# Sex and the City 3 mit Blake Lively, Emma Roberts & Selena Gomez



## Mandalorianer (28 Juli 2011)

*Sex and the City 3 mit Blake Lively, Emma Roberts & Selena Gomez !!!


Sind das die neuen Stars aus „Sex and the City 3“?

Angeblich sollen die Bücher „The Carrie Diaries“ und „Summer in the City“ 
von „SatC“-Erfinderin Candace Bushnell verfilmt werden – und zwar mit Hollywoods heißesten Nachwuchstalenten in den Hauptrollen!​*

Köchel, köchel: Hollywoods Gerüchteküche brodelt derzeit so heiß, dass nicht nur die britische Zeitung „Daily Mail“ die folgende Nachricht aufgeschnappt hat.
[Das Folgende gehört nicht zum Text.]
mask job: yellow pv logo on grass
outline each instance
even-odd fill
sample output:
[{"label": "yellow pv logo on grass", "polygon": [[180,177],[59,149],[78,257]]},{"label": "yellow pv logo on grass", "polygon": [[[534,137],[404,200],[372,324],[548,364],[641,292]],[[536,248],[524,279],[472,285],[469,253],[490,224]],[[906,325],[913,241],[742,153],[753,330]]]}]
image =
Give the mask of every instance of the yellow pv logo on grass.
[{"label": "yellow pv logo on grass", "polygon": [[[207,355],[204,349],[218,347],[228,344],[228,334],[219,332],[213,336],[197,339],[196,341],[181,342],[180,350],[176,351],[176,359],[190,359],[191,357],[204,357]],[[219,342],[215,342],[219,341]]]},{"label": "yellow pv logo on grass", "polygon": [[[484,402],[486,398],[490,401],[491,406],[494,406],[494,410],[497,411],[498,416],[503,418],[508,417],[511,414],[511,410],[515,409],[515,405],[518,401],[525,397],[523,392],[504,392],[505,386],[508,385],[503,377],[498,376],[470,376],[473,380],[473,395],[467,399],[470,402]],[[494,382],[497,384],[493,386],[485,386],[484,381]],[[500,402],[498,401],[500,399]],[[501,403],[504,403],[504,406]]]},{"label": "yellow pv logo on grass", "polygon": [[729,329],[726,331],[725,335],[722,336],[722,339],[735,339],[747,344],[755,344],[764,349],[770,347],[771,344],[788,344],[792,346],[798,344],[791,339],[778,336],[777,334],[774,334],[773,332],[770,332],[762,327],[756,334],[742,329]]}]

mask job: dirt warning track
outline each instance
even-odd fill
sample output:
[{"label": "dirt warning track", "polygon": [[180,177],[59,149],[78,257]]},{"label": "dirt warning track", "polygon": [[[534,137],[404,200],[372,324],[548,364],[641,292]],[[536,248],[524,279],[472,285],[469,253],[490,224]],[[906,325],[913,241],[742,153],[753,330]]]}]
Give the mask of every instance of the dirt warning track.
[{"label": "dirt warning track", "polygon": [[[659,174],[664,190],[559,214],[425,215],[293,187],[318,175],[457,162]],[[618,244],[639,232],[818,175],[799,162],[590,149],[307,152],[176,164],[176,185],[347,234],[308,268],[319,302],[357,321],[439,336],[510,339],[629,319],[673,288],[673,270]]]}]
Blake Lively (23), Elizabeth Olsen (22), Selena Gomez (19) und Emma Roberts (20) sollen als Hauptdarstellerinnen für die Buchverfilmung von „The Carrie Diaries“ verpflichtet werden.

Bei dem Projekt handelt es sich um die Vorgeschichte von „Sex and the City“, also die junge Teenager- und Studentenzeit von Carrie Bradshaw und ihren drei Busenfreundinnen.

Interessant ist bei dem sogenannten „Prequel“ die attraktive Neubesetzung. Elizabeth Olsen, die kleine Schwester der Olsen-Zwillinge, mimt Carrie Bradshaw. Die Original-Carrie Sarah Jessica Parker (46) soll darüber wenig begeistert sein.

Auch die anderen Rollen übernimmt nicht etwa die alte Garde rund um Cynthia Nixon (45), Kristin David (46) und Kim Cattrall (54), sondern nur halb so alte Newcomerinnen. Disney-Liebling und Justin Bieber-Freundin Selena Gomez ist für die Rolle der braven Charlotte York im Gespräch. Für Emma Roberts, Nichte von Hollywoodstar Julia Roberts, ist die Rolle der rothaarigen Juristin Miranda Hobbs vorgesehen. Blake Lively, neue Freundin von Leonardo DiCaprio und Star der TV-Serie „Gossip Girl“, soll dagegen den Part der männermordenden Samantha Jones übernehmen.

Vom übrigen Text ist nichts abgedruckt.